The former Spokesperson for the Libyan Presidential Council, Mohamed Al Salak, said that that the HCS is responsible for obstructing consensus on this file. Al Salak added that the HCS wants to impose rules that it was not granted with when it was formed, such as the nomination of military personnel and dual nationals.
Al Salak pointed out that the steps of the United Nations (UN) Envoy, Abdoulaye Bathily, on the Libyan scene are not yet clear, as he continues his tours and consultations.
The Muslim Brotherhood seeks to block any political agreement in Libya. It is working, through the leader of the organisation, Ali Al-Sallabi, and a member of the Libyan Political Dialogue Forum (LPDF), Ali Al-Dbaiba, to complete its plans. The most prominent of these schemes was the decision to elect the Head of the outgoing Government of National Unity (GNU), Abdelhamid Al-Dbaiba, by intimidating the Misrata militia participants and providing them with money to pass the organisation’s agenda at the LPDF in 2020.
Over the years, the group has tried to consolidate its control over the Central Bank of Libya (CBL) and the GNU, not to mention its control over the HCS and the LPDF.
At the same time, Ali Al-Dbaiba, Ali Al-Sallabi, and Al-Siddiq Al-Kabir have had a partnership since 2011, through Ibrahim Al-Dbaiba, son of Ali Al-Dbaiba, former Director of the Organization Development of Administrative Centres Authority and the current Governor of the Central Bank of Libya (CBL), according to a report published by Companycheck website, which specialises in providing data on limited companies registered in the United Kingdom (UK).
The report stated that the Isand Company was registered under the number 07656370 in the name of the trio “Ali Al Dbaiba, Al Salabi and Al Kabir” in London on June 2nd, 2011, without providing clear information about the company’s activities and its capital.
The Muslim Brotherhood continues its attempts to obstruct the holding of elections, through its positions in the Justice and Construction Party, led by Muhammad Sawan, in addition to Nizar Kawan, who is a member of the LPDF, and others. All of this despite its decision in May 2012 to change its name to ‘Revival and Renewal’ group.
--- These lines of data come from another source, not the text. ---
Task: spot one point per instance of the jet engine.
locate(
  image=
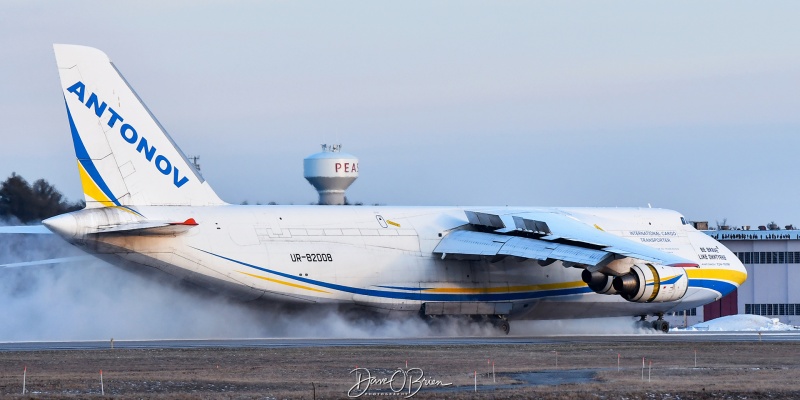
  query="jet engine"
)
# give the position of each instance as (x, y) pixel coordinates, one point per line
(599, 282)
(650, 283)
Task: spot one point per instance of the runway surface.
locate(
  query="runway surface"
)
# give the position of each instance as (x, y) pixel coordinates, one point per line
(790, 336)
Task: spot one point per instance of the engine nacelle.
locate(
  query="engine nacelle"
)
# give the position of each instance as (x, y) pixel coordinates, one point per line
(599, 282)
(650, 283)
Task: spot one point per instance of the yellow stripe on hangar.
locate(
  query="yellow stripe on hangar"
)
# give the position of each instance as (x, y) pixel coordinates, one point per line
(718, 274)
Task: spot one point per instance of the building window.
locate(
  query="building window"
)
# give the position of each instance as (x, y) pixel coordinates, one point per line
(771, 309)
(768, 257)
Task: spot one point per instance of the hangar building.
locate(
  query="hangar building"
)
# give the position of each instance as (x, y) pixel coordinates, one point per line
(772, 259)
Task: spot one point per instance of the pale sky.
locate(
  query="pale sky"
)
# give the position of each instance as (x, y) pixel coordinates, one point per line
(692, 106)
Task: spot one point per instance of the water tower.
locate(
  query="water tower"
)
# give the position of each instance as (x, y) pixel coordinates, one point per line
(330, 172)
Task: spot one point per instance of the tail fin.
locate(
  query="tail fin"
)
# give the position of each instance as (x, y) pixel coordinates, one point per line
(125, 157)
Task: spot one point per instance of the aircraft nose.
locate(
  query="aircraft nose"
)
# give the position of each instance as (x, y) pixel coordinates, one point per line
(65, 225)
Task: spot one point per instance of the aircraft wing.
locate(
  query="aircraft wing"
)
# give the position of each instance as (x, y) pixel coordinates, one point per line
(547, 236)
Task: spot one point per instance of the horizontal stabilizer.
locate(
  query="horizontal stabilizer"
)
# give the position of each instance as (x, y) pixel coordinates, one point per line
(27, 229)
(148, 228)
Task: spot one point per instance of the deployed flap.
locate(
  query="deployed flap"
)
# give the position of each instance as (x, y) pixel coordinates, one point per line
(551, 226)
(470, 243)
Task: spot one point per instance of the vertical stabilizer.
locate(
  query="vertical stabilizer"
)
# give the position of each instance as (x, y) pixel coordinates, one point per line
(125, 157)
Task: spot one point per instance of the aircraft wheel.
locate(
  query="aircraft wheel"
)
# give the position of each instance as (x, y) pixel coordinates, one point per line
(505, 326)
(502, 324)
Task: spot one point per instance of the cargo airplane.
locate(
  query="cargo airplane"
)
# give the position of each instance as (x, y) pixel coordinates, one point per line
(148, 207)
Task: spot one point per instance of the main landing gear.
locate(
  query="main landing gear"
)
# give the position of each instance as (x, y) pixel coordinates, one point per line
(660, 325)
(501, 323)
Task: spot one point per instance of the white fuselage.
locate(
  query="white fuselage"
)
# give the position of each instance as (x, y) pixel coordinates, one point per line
(382, 257)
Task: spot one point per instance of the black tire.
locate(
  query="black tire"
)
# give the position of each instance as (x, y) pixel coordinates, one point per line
(505, 327)
(661, 326)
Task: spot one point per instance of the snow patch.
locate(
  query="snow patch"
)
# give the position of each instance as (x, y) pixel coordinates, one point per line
(741, 322)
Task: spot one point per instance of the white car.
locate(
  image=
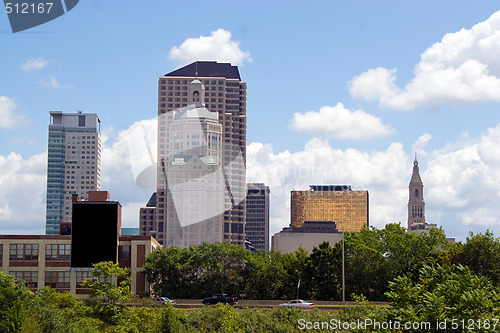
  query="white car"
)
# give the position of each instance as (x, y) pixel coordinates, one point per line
(298, 303)
(164, 300)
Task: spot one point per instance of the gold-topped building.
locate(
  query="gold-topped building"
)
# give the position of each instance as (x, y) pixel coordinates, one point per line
(339, 204)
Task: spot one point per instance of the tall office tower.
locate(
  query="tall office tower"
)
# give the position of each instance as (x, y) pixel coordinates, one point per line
(74, 164)
(147, 218)
(338, 204)
(219, 87)
(257, 215)
(416, 204)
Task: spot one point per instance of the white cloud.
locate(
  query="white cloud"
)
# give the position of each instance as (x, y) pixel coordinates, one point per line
(22, 194)
(7, 116)
(339, 122)
(419, 146)
(218, 46)
(384, 174)
(34, 64)
(462, 186)
(50, 83)
(468, 178)
(463, 67)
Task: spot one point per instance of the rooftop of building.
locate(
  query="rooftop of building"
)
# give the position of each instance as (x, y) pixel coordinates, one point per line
(314, 227)
(207, 69)
(330, 188)
(197, 111)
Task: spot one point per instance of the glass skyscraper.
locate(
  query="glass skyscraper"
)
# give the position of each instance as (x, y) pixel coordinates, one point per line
(74, 164)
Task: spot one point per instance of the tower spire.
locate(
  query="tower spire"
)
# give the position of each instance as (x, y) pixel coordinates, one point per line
(416, 204)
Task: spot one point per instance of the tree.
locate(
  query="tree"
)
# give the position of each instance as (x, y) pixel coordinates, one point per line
(445, 293)
(109, 284)
(16, 303)
(323, 272)
(481, 253)
(375, 256)
(103, 283)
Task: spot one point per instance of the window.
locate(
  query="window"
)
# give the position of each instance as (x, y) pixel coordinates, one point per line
(57, 279)
(82, 276)
(81, 121)
(126, 251)
(31, 278)
(57, 252)
(23, 251)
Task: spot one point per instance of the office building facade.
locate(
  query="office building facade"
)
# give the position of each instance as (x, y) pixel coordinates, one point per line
(337, 204)
(44, 261)
(222, 114)
(74, 159)
(257, 216)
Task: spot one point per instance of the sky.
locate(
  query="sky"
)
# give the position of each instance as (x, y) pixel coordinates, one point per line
(338, 92)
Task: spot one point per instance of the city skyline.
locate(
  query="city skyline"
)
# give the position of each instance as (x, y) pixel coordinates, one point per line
(345, 98)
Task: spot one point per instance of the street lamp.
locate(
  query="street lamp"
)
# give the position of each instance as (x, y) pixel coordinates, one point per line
(343, 264)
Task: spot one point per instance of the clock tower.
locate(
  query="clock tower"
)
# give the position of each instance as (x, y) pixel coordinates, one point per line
(416, 204)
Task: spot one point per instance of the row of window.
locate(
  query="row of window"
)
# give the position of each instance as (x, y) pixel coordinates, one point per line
(54, 279)
(59, 252)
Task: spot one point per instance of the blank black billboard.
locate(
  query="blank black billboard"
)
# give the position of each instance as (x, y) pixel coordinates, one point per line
(94, 234)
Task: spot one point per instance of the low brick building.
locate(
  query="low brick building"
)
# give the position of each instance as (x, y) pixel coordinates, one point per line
(44, 260)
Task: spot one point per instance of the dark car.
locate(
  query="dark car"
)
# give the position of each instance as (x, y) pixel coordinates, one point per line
(220, 298)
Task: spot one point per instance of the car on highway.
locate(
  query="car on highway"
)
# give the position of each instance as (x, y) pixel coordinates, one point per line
(298, 303)
(164, 300)
(220, 298)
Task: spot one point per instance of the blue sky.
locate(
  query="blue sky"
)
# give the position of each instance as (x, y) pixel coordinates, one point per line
(339, 92)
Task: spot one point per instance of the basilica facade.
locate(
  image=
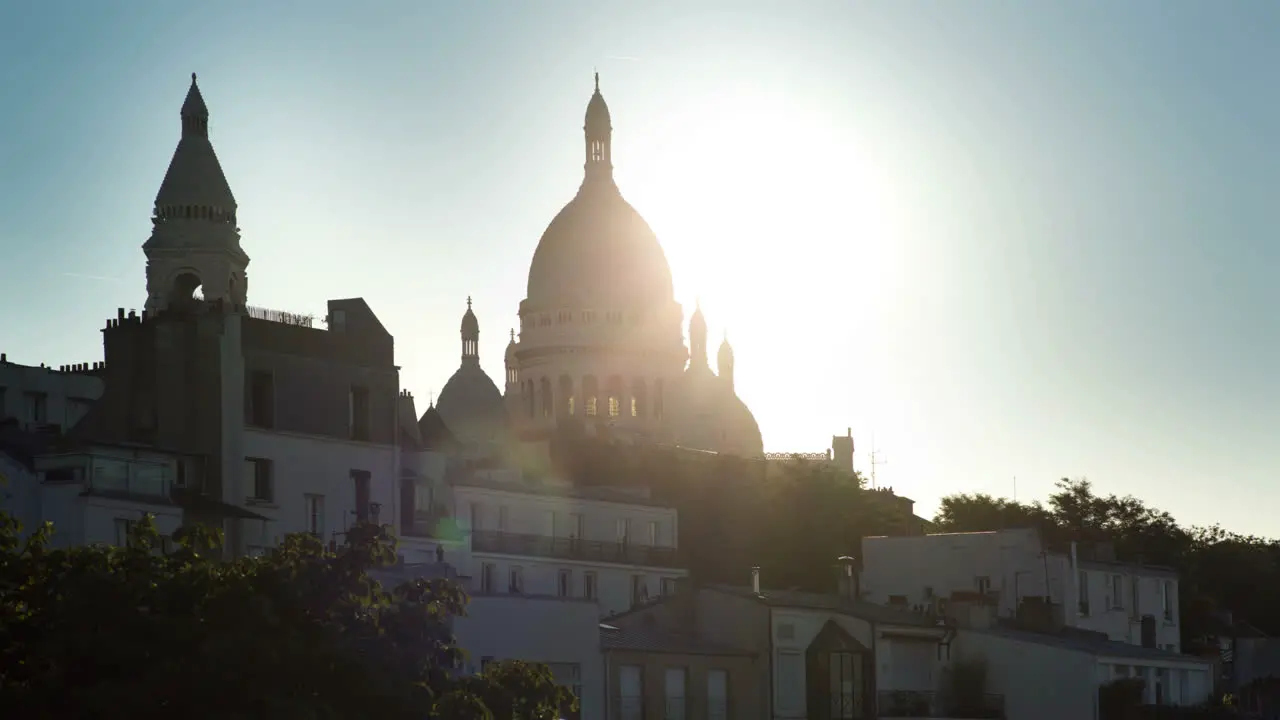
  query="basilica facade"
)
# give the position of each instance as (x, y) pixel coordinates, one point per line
(600, 342)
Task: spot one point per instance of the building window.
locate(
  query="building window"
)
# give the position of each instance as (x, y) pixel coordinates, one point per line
(845, 680)
(791, 686)
(362, 481)
(260, 409)
(1134, 586)
(639, 589)
(37, 408)
(315, 514)
(631, 692)
(359, 413)
(675, 698)
(259, 473)
(717, 695)
(122, 532)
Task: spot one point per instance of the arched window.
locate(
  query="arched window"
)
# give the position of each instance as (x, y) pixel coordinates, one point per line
(590, 388)
(548, 401)
(639, 397)
(566, 395)
(615, 391)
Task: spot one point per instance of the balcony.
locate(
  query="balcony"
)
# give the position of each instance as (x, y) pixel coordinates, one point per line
(574, 548)
(923, 703)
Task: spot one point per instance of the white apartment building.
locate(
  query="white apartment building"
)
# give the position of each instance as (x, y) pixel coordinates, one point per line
(1088, 588)
(39, 397)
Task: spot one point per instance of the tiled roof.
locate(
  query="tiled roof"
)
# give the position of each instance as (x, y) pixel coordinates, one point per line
(652, 637)
(831, 602)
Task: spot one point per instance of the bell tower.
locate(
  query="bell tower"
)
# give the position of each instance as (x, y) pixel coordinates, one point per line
(195, 242)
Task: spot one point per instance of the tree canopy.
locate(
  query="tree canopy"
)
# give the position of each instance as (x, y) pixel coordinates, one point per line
(300, 633)
(1220, 572)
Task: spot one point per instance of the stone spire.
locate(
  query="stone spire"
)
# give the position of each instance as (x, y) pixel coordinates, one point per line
(598, 132)
(195, 242)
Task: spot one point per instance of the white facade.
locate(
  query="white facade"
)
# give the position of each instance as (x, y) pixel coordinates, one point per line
(1047, 678)
(310, 486)
(39, 397)
(554, 542)
(1011, 565)
(563, 634)
(1114, 598)
(906, 657)
(92, 496)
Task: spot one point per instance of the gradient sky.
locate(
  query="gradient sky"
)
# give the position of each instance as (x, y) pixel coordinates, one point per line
(1029, 240)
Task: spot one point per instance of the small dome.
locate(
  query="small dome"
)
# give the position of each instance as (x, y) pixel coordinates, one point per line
(511, 349)
(470, 326)
(741, 432)
(698, 322)
(471, 405)
(725, 358)
(598, 110)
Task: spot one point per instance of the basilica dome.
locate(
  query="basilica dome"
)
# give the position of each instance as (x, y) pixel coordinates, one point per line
(598, 251)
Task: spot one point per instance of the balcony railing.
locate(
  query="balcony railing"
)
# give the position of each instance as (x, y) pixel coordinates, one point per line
(574, 548)
(923, 703)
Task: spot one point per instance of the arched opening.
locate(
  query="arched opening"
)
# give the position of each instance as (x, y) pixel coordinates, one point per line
(639, 397)
(566, 395)
(590, 388)
(615, 392)
(548, 401)
(186, 291)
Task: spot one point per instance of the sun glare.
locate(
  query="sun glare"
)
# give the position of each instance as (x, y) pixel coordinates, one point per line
(760, 204)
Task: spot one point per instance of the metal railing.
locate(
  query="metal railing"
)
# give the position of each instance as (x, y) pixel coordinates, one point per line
(926, 703)
(574, 548)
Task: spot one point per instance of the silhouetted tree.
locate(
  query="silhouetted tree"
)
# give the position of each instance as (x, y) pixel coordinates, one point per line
(1219, 570)
(301, 633)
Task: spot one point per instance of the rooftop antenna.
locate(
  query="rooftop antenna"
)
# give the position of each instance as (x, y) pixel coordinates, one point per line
(876, 460)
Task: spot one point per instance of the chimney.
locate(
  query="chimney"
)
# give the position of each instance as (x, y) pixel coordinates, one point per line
(842, 450)
(684, 602)
(846, 578)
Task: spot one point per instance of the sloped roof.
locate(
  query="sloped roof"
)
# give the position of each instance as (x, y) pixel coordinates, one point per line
(831, 602)
(653, 637)
(1080, 642)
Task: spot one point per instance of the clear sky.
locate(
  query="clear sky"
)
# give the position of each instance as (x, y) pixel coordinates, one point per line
(1005, 240)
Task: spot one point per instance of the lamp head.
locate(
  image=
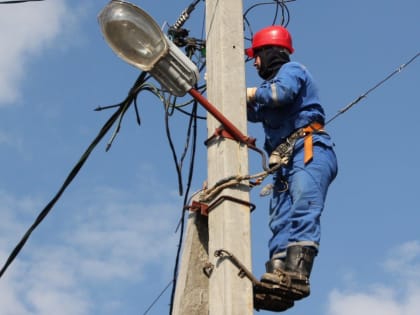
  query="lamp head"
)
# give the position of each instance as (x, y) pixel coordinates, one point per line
(136, 38)
(132, 34)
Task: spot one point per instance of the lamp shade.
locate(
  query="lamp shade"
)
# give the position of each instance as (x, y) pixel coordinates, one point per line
(132, 34)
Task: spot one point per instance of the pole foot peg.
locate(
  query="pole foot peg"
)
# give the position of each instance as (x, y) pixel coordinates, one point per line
(270, 299)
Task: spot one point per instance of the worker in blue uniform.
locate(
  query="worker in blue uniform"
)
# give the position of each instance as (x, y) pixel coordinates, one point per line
(288, 106)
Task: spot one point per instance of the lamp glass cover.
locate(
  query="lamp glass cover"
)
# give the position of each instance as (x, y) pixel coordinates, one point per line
(132, 34)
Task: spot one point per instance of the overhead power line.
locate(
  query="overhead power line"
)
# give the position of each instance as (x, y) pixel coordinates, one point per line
(18, 1)
(359, 98)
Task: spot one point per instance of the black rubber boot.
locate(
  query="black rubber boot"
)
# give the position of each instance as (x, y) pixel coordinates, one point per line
(271, 296)
(298, 265)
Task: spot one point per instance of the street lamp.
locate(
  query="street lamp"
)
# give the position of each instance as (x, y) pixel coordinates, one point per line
(136, 38)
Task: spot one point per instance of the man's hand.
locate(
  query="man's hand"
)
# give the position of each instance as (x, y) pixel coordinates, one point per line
(250, 94)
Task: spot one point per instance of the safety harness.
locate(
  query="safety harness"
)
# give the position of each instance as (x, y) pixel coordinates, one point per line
(281, 154)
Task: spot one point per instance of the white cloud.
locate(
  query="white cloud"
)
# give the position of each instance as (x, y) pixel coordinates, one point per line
(111, 242)
(400, 298)
(26, 30)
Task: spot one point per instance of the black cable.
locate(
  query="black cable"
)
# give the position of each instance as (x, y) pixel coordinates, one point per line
(107, 126)
(18, 1)
(182, 220)
(359, 98)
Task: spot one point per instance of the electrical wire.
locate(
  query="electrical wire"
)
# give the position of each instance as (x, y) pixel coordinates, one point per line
(107, 126)
(362, 96)
(18, 1)
(280, 6)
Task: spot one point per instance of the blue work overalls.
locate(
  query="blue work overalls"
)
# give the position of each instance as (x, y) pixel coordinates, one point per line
(283, 105)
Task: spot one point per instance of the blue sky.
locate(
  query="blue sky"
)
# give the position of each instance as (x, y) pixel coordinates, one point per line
(109, 244)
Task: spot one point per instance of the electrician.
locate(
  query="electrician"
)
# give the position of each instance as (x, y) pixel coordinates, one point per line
(288, 106)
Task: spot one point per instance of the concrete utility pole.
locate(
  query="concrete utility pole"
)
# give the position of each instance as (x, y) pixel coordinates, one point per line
(229, 223)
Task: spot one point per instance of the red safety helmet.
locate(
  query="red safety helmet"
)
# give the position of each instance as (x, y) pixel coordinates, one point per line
(271, 36)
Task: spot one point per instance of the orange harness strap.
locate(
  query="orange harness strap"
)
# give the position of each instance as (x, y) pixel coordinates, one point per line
(308, 140)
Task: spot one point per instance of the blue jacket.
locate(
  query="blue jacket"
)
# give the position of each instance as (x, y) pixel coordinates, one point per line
(286, 103)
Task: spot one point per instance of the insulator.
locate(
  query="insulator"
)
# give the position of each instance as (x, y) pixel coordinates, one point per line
(181, 20)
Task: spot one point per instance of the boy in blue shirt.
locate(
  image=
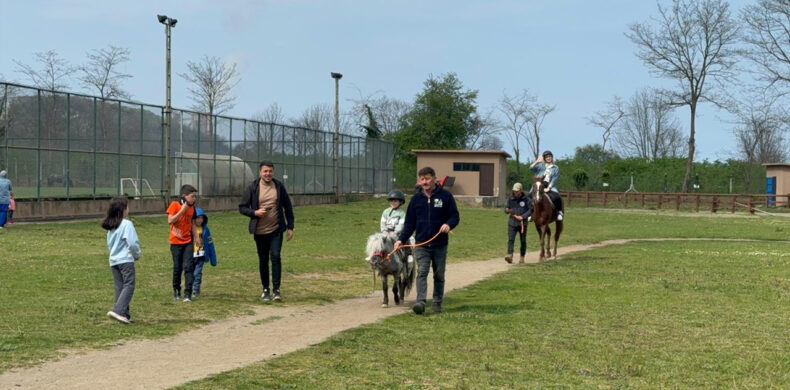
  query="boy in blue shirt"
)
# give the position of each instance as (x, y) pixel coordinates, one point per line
(203, 248)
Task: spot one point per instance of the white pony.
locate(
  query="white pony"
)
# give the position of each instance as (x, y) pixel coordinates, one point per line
(400, 265)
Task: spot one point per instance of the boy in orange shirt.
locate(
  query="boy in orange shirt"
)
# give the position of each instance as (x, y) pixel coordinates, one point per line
(179, 216)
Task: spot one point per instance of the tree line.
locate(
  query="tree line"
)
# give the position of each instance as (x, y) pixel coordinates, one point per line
(738, 62)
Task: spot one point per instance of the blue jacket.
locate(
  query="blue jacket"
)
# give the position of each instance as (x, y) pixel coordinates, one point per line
(426, 216)
(208, 242)
(554, 174)
(521, 206)
(123, 244)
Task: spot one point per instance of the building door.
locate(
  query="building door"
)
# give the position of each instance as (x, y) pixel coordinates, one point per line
(486, 179)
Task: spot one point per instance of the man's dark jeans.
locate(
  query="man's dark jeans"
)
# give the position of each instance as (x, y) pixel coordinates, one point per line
(435, 258)
(182, 262)
(511, 238)
(269, 246)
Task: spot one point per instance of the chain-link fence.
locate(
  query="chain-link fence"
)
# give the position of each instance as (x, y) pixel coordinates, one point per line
(66, 145)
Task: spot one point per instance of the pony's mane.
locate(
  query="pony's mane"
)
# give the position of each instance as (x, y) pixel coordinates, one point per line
(537, 188)
(376, 243)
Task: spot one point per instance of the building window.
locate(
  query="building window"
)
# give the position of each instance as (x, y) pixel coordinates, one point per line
(466, 167)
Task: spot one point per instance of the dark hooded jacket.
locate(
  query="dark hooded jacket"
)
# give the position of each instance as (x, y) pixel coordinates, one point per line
(208, 242)
(426, 216)
(249, 203)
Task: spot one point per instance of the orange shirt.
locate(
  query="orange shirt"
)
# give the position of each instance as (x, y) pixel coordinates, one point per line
(181, 230)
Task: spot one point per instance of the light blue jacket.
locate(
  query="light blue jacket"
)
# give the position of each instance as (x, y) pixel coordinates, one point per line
(554, 173)
(123, 244)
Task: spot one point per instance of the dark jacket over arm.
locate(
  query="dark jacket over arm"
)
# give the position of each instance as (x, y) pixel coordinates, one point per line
(249, 203)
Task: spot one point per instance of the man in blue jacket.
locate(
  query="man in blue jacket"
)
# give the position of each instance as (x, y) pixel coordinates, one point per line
(431, 211)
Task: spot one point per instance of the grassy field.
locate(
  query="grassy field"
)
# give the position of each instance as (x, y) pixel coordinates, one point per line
(56, 285)
(643, 315)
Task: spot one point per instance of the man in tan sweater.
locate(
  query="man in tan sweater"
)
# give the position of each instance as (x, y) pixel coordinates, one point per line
(268, 205)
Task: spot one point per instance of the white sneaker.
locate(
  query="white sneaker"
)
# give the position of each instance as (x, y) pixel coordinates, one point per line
(118, 317)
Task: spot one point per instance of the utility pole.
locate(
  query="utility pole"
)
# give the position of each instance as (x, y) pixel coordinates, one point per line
(169, 23)
(336, 138)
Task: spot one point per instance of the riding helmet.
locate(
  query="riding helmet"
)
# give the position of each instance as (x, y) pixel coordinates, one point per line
(396, 194)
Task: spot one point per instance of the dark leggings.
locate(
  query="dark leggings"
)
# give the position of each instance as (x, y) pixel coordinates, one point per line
(269, 246)
(182, 262)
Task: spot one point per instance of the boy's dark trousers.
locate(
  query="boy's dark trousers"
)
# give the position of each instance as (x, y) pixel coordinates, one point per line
(182, 262)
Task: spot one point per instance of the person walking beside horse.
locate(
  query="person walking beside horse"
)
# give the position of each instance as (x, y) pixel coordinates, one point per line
(519, 209)
(544, 167)
(432, 213)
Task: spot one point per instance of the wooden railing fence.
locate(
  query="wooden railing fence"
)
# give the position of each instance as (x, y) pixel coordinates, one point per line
(695, 201)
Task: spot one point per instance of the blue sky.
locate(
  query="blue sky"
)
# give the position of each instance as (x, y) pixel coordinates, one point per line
(572, 53)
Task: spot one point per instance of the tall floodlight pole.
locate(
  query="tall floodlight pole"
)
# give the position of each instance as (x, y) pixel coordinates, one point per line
(169, 23)
(336, 138)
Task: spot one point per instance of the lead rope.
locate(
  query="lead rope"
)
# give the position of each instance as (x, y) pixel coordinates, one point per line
(415, 245)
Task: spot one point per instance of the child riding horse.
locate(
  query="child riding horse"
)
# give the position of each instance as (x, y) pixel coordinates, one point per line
(397, 264)
(544, 212)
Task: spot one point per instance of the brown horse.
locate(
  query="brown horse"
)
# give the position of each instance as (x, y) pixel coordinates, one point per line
(543, 214)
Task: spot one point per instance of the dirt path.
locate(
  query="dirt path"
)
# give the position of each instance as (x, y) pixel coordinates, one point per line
(236, 342)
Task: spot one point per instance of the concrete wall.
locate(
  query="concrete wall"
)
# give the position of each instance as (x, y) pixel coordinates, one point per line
(782, 173)
(467, 183)
(75, 209)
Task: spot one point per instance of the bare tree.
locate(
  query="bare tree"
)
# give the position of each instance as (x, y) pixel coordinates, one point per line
(484, 133)
(490, 142)
(537, 114)
(54, 72)
(101, 72)
(768, 36)
(760, 131)
(607, 118)
(273, 113)
(384, 111)
(516, 110)
(649, 128)
(316, 117)
(212, 82)
(692, 41)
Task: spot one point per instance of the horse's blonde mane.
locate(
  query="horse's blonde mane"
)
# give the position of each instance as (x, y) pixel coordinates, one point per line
(537, 188)
(376, 243)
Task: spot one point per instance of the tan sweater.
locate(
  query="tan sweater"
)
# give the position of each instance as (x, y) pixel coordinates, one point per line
(267, 200)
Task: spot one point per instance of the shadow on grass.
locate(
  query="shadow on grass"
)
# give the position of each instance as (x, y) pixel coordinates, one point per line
(492, 308)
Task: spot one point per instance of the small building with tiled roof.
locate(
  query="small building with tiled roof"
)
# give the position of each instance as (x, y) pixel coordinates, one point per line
(473, 176)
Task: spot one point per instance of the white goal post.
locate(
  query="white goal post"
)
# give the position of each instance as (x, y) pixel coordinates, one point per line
(138, 185)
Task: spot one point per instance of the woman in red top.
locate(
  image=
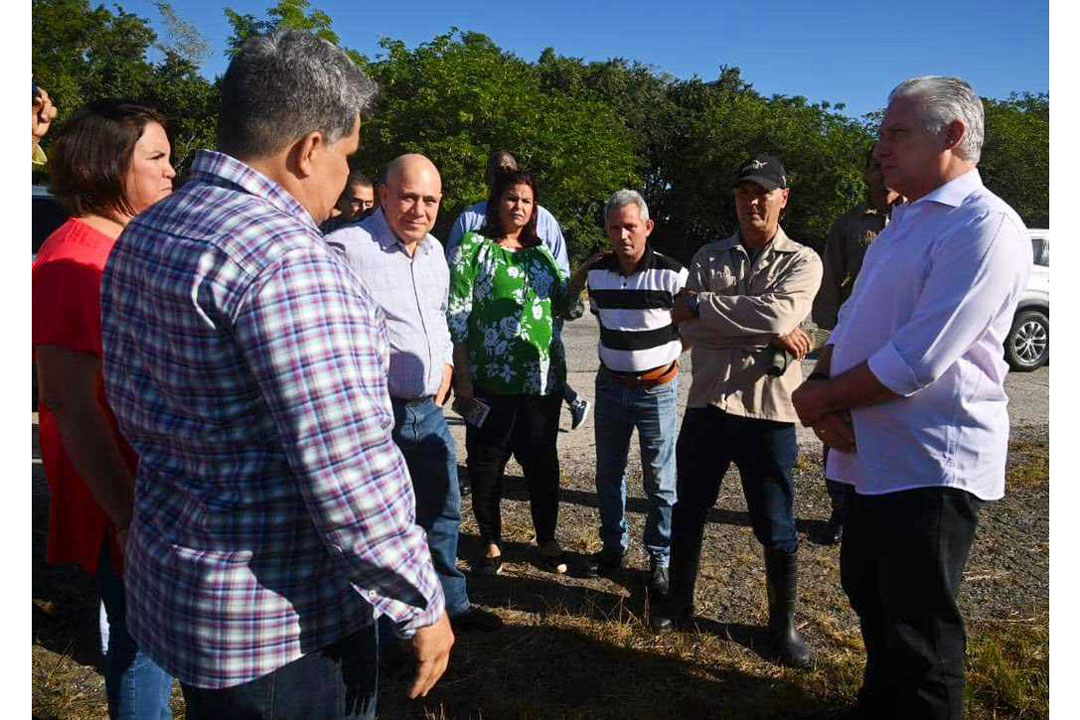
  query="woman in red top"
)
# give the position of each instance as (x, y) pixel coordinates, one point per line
(109, 162)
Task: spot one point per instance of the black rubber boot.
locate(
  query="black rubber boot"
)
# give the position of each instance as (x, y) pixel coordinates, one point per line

The matter was no more than a political manoeuvre within the framework of implementing the instructions of the Muslim Brotherhood, which seeks to improve its image. It aims to do this after the defection of the former Head of the Justice and Construction Party, the political arm of the organisation in Libya, and the establishment of the Democratic Party in August 2021, claiming that it would be far from the Muslim Brotherhood’s ideology.